DHCP failover problems - still

Sun Nov 22 21:00:13 UTC 2009

> Digging more, I noticed that there was a large spike of dhcp requests/ 
> acks at the beginning of one of the comms failures.  Looks like we saw  
> a period of 60 reqests/acks per second for a brief period.  Maybe 4-6  
> offers per second during that time.
> 
>  From the capture, I see that the secondary sends contacts and bind  
> updates to the primary.  I can see from a TCP perspective that those  
> frames are ACK'd.  This is good news as it means the network is  
> healthy.  But it seems that during this time, the primary dhcp daemon  
> isn't sending the acknowledgements for those contacts and bind updates.
> 
> Is it possible/plausible that the dhcp daemon could be 'too busy' at  
> 65 xactions/second to respond to the failover messages?  I mean, mebbe  
> we are blocking on disk or CPU... But I've reviewed the performance  
> stats for these systems and they are not busy at all.  They're modern  
> whitebox servers, 8G RAM, quad core wirlygig with all the animal  
> options...

This is what we suspect is happening - that there is starvation of
the TCP redundancy traffic due to high rate of UDP traffic and/or
disk traffic.
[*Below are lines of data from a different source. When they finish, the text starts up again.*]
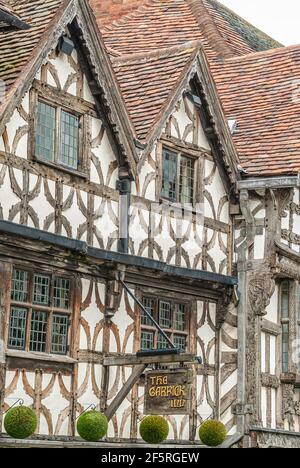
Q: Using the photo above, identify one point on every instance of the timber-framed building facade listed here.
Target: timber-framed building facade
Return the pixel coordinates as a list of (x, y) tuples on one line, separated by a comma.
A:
[(148, 157)]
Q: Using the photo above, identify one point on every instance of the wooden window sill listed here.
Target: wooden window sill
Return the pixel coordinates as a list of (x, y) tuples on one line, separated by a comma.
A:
[(179, 207), (61, 168), (40, 356)]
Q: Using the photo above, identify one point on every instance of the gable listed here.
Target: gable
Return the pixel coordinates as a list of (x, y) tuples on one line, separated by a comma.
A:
[(178, 233), (62, 76), (85, 35)]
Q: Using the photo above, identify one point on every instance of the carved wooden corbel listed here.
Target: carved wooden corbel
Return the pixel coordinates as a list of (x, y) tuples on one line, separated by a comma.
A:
[(223, 305), (261, 289), (114, 291)]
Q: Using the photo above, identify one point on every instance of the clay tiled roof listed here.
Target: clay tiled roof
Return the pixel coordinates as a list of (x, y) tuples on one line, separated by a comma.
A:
[(262, 92), (9, 18), (165, 23), (237, 31), (147, 82), (18, 46)]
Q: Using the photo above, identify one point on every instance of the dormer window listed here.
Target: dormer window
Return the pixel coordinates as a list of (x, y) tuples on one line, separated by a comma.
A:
[(178, 177), (57, 135)]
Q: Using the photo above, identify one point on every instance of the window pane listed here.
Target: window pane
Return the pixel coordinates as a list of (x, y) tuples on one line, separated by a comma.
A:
[(19, 291), (186, 184), (147, 340), (69, 140), (41, 289), (148, 303), (38, 334), (17, 328), (180, 342), (61, 299), (285, 299), (164, 314), (45, 131), (285, 348), (59, 334), (179, 317), (169, 181)]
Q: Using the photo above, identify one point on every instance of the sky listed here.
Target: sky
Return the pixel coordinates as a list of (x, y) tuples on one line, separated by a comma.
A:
[(280, 19)]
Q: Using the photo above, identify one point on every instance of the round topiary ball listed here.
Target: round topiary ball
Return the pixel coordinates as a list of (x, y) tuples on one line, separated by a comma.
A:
[(154, 429), (20, 422), (92, 426), (212, 433)]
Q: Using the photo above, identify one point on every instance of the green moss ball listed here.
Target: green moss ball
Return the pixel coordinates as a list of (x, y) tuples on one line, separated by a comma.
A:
[(20, 422), (212, 433), (92, 426), (154, 429)]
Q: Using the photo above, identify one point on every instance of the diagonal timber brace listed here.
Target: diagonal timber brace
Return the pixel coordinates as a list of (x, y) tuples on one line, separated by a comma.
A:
[(136, 374)]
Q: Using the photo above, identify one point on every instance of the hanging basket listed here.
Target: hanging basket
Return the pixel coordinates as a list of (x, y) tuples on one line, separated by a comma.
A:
[(20, 422), (212, 433)]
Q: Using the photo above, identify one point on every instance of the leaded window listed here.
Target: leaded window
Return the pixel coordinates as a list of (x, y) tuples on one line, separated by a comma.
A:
[(40, 312), (69, 139), (172, 316), (178, 177), (45, 131), (17, 328), (57, 135), (19, 291)]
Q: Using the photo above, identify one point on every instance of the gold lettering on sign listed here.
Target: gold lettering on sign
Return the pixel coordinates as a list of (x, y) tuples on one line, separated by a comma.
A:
[(168, 392)]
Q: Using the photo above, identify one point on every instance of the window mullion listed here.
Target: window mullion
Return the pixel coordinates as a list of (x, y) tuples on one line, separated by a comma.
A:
[(57, 135), (28, 330)]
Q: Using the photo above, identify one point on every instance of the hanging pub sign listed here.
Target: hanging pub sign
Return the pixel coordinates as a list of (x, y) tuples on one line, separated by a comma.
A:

See

https://lists.isc.org/pipermail/dhcp-users/2008-August/007017.html
https://lists.isc.org/pipermail/dhcp-users/2008-October/007351.html
https://lists.isc.org/pipermail/dhcp-users/2008-November/007426.html

Please note that the problem of the servers not reconnecting, as
mentioned in the last two messages above, has been fixed in newer
ISC DHCP versions (e.g. 4.1.1b3). However, the possible starvation
issue has never really been resolved.

Steinar Haug, Nethelp consulting, sthaug at nethelp.no